Hollyhock Lifelong Learning Centre is a not-for-profit educational institute in British Columbia, Canada. It offers programs in health and wellness, creativity, general wisdom, and leadership development on its Cortes Island campus. It also offers programs at various locations in Vancouver throughout the year.

==History==

Hollyhock was founded in 1982 by Rex Weyler, Siobhan Robinsong and Lee Robinsong who met at Greenpeace. While beach walking on Cortes Island, they saw the abandoned hand-crafted buildings of the former Cold Mountain Institute. Siobhan drew Rex's attention to crimson hollyhocks peeking over a hawthorn hedge. Days before, Rex was given that same vision by an intuitive seer at the Vancouver Folk Music Festival. Friends Peggy Taylor, Rick Ingrasci, Torkin Wakefield, Charles Steinberg, Yvonne Kipp and Michael Moore joined to purchase the land. Many others invested over the years, and in 1982, this group of 30 'founders' purchased the abandoned Cold Mountain Institute. Dana Bass Solomon joined in the late 1990s as board member, soon as CEO. With Joel Solomon, Board Chair, (whom she later married), together they have led two decades of mission advancement. In 2008 the partner group donated full ownership and Hollyhock Leadership Institute became a registered charity.

==Programming==
Over the years, Hollyhock has offered a wide range of personal, spiritual and leadership development programs to an international clientele, serving 1,800 to 2,300 guests per year. The Centre hosts education and training on topics including activism, creative writing, group facilitation, singing, cooking, painting, drawing, entrepreneurship, dance, photography, leadership, social ventures, woodcarving, storytelling, kayaking, animal communication, relationships, mindfulness, nonviolent communication, spiritual chanting, meditation, Tibetan Buddhism, Kabbalah, hara hachi bu, yoga, morphic resonance, holistic approaches for dealing with cancer and integrative medicine.

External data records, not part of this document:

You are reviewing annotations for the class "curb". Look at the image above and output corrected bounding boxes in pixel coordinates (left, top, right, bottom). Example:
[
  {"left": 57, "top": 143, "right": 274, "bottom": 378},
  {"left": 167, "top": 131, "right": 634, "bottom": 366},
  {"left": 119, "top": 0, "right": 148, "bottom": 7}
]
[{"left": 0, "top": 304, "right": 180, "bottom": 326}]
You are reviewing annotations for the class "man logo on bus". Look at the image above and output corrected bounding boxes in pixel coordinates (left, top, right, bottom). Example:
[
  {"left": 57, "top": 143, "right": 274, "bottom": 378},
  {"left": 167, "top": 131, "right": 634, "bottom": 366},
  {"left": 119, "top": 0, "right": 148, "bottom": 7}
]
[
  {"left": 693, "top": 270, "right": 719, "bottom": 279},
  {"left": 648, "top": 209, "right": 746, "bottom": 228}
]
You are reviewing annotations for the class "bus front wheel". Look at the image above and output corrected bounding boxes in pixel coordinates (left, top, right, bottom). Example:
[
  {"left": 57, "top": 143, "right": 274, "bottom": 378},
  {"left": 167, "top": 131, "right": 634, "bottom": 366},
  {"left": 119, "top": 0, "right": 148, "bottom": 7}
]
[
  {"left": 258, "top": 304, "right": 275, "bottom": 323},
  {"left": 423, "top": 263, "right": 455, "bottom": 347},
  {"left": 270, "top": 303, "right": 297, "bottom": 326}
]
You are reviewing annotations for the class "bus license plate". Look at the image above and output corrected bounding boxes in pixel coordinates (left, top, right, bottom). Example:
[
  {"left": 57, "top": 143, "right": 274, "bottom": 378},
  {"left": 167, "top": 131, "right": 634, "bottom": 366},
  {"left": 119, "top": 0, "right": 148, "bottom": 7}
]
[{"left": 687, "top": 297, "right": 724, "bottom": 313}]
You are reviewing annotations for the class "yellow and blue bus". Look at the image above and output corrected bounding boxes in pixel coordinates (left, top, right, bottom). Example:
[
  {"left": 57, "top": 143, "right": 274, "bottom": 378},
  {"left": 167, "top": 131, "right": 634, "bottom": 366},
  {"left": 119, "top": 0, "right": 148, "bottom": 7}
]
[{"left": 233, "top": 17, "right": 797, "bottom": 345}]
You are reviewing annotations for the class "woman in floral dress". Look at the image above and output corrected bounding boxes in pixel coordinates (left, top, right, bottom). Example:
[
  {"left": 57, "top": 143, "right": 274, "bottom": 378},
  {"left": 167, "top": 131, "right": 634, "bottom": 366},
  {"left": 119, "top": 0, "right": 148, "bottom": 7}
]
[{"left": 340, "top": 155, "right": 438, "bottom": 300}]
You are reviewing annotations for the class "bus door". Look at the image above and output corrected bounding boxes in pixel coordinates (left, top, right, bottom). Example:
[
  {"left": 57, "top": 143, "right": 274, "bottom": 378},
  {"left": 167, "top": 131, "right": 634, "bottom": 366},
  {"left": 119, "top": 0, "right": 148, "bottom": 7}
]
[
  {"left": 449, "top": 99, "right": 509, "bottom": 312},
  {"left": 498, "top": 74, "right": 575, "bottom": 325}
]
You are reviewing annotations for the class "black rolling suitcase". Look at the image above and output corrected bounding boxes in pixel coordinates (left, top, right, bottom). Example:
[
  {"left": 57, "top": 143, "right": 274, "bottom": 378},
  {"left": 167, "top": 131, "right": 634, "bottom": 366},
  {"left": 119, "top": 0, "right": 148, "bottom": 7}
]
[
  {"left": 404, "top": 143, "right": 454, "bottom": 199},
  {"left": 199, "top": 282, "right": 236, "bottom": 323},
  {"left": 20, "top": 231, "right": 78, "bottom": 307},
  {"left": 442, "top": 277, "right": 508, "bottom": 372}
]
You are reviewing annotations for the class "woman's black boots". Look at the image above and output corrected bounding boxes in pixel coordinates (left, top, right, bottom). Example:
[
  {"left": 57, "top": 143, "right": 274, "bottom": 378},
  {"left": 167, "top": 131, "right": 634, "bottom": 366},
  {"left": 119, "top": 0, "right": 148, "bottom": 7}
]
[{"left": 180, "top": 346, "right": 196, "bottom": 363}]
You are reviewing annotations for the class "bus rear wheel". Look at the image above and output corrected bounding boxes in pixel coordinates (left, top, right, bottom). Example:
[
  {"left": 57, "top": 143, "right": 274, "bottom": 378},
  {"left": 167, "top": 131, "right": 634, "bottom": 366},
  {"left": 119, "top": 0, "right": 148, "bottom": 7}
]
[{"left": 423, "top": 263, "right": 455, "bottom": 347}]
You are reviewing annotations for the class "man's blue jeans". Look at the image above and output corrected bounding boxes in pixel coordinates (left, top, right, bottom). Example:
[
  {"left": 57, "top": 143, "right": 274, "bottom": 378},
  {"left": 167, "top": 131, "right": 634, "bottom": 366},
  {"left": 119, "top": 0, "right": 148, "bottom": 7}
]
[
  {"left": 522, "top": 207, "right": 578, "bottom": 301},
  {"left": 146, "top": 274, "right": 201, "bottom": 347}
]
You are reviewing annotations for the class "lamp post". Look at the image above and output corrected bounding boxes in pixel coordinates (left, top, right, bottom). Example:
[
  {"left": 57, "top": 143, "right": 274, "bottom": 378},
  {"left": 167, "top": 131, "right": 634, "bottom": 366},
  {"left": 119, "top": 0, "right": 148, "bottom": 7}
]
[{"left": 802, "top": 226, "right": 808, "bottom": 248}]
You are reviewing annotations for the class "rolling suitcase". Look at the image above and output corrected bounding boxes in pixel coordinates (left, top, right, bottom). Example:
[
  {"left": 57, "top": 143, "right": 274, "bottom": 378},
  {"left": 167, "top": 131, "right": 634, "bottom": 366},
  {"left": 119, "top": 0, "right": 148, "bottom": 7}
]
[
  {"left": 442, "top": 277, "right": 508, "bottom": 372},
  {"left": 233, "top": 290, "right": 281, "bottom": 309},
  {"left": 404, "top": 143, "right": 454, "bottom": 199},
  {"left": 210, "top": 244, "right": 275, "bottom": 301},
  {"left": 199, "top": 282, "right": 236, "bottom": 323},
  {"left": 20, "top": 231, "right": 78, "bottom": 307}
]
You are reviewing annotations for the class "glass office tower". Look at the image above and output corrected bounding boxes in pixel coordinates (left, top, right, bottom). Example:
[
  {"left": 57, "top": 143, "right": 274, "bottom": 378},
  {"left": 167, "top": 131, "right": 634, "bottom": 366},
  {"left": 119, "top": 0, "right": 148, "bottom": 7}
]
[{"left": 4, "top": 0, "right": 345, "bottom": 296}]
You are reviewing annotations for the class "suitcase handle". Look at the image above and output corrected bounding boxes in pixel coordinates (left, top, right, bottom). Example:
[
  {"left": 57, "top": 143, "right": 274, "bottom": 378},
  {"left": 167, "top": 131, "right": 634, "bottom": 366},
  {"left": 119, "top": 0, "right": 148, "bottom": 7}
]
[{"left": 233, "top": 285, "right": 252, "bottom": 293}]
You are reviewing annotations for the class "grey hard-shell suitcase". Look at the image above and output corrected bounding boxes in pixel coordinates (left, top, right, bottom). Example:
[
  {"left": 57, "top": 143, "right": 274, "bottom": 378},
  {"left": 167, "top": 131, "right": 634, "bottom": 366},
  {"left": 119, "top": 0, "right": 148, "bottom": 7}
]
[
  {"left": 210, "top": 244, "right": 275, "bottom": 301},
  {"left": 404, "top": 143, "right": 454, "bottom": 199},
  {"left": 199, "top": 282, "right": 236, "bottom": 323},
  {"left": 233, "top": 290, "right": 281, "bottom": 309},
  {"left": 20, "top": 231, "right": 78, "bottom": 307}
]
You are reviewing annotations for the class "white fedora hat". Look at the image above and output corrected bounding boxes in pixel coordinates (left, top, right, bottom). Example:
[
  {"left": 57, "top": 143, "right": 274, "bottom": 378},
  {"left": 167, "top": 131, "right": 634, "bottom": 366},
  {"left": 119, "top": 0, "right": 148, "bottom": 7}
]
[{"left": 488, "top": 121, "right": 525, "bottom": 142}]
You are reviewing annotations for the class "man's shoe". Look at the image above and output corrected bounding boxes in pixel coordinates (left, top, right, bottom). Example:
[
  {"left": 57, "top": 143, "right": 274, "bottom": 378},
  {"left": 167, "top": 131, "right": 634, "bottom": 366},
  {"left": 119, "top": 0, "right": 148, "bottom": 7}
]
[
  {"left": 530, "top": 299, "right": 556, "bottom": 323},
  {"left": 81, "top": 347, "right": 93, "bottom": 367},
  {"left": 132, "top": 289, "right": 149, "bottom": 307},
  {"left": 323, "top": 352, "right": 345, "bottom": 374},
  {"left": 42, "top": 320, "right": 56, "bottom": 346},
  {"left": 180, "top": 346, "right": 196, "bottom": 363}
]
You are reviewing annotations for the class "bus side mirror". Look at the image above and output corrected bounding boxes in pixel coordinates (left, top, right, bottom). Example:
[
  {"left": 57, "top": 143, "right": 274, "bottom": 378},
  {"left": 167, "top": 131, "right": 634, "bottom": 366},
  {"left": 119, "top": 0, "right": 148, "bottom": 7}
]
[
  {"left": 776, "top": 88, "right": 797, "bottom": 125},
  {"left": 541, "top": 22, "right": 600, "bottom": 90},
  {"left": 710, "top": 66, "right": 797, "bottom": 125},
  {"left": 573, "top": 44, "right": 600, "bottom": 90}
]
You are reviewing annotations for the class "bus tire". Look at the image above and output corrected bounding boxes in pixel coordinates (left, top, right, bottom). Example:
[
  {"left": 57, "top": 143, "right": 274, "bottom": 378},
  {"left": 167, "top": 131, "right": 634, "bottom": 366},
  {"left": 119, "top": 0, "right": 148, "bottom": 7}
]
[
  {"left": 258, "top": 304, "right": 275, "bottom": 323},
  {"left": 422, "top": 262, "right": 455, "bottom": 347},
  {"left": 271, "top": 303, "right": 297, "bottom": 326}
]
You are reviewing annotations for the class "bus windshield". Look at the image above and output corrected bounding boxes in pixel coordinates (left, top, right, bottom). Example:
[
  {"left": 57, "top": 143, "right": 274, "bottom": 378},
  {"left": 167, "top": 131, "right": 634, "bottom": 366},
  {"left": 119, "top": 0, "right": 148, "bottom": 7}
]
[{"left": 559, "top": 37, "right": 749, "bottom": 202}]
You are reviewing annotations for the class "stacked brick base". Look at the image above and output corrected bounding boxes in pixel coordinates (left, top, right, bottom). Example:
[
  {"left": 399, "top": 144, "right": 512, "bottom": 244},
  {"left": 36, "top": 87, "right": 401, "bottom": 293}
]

Prominent instructors at Hollyhock have included Robert Bateman, Gabor Maté, Jane Siberry, Patrick Lane and Nick Bantock. Hollyhock operates a scholarship fund. In 2008, the centre distributed CAN $97,000 to attendees.

==Garden==

Hollyhock operates a renowned one-acre French-intensive garden on the property. Flowers and food from the garden are used in the retreat centre's meals.

==Political links==
Hollyhock is led by CEO Dana Bass Solomon, while the board's chairperson is her husband, Joel Solomon, both of whom have connections to the former mayor of Vancouver, Gregor Robertson. Robertson was the treasurer of Hollyhock Centre Ltd. from 2003 to 2004, during which he also served on the board of directors. A number of connections have been drawn between Vancouver City Hall and Hollyhock, in part due to the number of people hired by the City of Vancouver who have connections to the retreat centre. Solomon responded to these claims by stating that Hollyhock provides space for like-minded people to connect around social and environmental topics, and that the resort's programming attracts attendees from across the political spectrum.